Tradies across Australia are contending with a challenging economic landscape, as new data suggests a mixed outlook for the construction industry. Despite a decline in new home builds, there is a hopeful sign with increased demand for renovation and repair work reflected in job requests, particularly on the country’s largest tradie marketplace, hipages.
During the past year, the home improvement platform has recorded an 8% rise in job requests from homeowners. Furthermore, hipages experienced an unprecedented surge in new memberships, with over 5,000 tradies signing on in January alone—the highest monthly increase since the marketplace’s inception two decades ago. These figures come against a backdrop of 37,120 new homes constructed in September, marking the lowest increase in Australia’s construction pipeline for over ten years.
Yet homeowners appear undaunted by the less-than-ideal circumstances, with 64% indicating plans to invest around $7,000 on average in renovations this year. This trend underscores a shift towards enhancing existing residences amidst a slump in new home construction.
Roby Sharon-Zipser, CEO of hipages Group, acknowledged the hardships faced due to the downturn in larger construction firms but remained optimistic. “Construction companies folding means that creating a new homeland, achieving new home targets and supporting housing affordability, will be challenging to achieve,” he noted. However, he highlighted a silver lining, encouraging tradies to capitalize on the current situation: “However, the work is still out there and we want to encourage tradies across all industries to make the most of it.”

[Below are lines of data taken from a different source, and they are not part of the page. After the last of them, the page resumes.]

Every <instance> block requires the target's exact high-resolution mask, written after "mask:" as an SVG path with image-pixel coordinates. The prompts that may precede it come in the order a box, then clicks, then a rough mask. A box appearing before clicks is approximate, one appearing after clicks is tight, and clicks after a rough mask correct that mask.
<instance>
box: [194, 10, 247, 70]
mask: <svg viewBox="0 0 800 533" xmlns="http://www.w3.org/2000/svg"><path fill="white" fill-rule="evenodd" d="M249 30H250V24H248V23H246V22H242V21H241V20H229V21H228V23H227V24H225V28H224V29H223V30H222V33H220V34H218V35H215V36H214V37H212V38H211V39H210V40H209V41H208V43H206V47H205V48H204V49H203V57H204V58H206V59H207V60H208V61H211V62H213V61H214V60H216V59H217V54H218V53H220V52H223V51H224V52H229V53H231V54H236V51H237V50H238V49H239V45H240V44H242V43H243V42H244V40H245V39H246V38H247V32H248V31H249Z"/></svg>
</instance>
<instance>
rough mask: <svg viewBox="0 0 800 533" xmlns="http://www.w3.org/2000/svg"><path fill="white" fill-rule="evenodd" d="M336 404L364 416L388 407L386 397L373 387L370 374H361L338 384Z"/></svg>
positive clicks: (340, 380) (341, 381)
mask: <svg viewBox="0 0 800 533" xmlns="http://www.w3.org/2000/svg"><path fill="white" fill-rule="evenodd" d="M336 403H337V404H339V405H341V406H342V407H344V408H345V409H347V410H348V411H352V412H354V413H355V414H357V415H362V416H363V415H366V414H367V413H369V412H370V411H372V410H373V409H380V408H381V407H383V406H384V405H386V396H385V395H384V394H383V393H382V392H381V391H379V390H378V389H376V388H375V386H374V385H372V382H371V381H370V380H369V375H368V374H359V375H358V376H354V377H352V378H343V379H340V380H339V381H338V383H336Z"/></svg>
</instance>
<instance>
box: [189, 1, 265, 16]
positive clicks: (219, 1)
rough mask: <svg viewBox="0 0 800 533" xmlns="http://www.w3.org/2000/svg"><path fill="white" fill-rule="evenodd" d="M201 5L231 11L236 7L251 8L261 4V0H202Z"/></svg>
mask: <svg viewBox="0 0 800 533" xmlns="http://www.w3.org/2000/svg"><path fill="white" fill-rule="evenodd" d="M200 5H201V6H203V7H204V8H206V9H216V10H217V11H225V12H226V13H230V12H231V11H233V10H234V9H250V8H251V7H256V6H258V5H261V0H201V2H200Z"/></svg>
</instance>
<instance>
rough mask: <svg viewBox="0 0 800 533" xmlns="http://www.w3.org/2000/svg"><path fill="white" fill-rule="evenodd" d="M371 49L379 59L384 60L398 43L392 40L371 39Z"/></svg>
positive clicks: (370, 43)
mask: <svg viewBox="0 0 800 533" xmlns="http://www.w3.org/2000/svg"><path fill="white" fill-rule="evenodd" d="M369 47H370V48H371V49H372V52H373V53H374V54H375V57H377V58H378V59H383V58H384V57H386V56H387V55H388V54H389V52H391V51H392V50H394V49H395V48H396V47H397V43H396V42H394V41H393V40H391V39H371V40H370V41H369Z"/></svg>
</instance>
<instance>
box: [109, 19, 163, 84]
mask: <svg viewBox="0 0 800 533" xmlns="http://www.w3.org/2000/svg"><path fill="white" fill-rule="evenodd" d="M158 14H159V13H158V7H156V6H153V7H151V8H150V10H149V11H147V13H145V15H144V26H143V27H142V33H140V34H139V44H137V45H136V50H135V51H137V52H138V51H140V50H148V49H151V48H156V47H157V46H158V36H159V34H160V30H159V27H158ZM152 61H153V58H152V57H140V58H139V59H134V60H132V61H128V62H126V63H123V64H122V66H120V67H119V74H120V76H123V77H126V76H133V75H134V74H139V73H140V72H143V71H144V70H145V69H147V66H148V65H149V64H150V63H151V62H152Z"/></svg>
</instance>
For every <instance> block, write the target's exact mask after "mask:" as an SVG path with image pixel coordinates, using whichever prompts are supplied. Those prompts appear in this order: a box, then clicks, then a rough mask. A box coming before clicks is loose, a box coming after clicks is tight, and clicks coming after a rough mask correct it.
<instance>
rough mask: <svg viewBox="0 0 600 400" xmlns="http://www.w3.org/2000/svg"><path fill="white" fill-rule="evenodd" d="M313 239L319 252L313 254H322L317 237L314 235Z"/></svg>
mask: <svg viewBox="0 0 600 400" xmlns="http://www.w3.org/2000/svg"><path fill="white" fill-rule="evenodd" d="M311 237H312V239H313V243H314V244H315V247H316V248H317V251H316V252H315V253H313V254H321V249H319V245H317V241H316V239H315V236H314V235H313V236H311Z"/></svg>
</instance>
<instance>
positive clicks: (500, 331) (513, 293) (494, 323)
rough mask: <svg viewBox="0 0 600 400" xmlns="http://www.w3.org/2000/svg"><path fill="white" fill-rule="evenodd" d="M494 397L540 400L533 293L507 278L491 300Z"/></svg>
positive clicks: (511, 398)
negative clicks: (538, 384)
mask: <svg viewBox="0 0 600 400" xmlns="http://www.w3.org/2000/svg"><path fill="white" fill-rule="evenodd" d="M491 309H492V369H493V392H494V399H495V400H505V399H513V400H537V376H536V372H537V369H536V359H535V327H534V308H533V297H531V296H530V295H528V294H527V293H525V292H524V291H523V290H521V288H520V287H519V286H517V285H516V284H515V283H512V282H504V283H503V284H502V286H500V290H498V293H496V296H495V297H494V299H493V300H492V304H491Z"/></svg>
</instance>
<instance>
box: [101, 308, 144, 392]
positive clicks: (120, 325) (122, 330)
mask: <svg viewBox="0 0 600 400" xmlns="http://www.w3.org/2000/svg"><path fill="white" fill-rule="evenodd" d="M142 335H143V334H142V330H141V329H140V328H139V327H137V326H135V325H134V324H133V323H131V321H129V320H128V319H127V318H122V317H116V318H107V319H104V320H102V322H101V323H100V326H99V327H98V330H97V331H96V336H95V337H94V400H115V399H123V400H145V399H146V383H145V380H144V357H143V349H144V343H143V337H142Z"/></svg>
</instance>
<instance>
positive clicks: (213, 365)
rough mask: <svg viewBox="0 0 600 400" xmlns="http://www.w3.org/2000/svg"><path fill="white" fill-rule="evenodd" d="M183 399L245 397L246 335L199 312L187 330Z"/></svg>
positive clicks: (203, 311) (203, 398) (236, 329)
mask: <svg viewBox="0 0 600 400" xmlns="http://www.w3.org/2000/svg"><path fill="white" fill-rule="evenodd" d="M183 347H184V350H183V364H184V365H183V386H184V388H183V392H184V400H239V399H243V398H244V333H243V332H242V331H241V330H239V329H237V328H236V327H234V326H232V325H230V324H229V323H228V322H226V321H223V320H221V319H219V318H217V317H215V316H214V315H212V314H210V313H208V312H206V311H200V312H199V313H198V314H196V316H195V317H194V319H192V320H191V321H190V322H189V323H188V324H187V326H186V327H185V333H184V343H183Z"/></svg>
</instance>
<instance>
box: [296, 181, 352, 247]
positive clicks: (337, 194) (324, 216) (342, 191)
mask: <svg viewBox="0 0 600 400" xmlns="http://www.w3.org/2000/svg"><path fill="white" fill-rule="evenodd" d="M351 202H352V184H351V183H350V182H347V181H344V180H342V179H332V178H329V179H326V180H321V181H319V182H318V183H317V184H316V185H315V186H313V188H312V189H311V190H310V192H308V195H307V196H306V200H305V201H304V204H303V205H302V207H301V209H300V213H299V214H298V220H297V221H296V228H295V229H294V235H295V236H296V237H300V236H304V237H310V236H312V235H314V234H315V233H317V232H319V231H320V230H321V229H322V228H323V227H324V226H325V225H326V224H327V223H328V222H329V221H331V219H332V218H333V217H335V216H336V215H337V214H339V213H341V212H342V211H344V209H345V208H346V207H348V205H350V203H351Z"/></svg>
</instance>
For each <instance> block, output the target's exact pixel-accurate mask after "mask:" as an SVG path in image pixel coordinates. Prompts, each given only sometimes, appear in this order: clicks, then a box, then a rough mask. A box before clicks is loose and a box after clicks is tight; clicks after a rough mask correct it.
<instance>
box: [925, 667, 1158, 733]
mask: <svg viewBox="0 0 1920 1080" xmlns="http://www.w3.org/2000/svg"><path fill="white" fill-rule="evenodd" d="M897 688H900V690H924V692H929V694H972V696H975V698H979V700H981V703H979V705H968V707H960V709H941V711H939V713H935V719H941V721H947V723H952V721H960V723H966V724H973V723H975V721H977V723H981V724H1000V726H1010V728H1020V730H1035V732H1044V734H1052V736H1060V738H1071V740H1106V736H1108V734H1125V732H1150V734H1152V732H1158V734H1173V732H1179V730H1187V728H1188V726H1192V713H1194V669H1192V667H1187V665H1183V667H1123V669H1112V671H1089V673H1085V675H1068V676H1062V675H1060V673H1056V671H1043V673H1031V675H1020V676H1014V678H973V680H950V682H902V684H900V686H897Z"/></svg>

The recent findings and statements from industry leaders paint a complex picture: while the traditional pathways in the building industry may be fraught with difficulties, alternative opportunities in the renovation sector are emerging for Australian tradespeople. Despite the headwinds confronting new home construction, the enduring strength of domestic investment in home improvements could offer a vital lifeline for tradies ready to adapt to market shifts.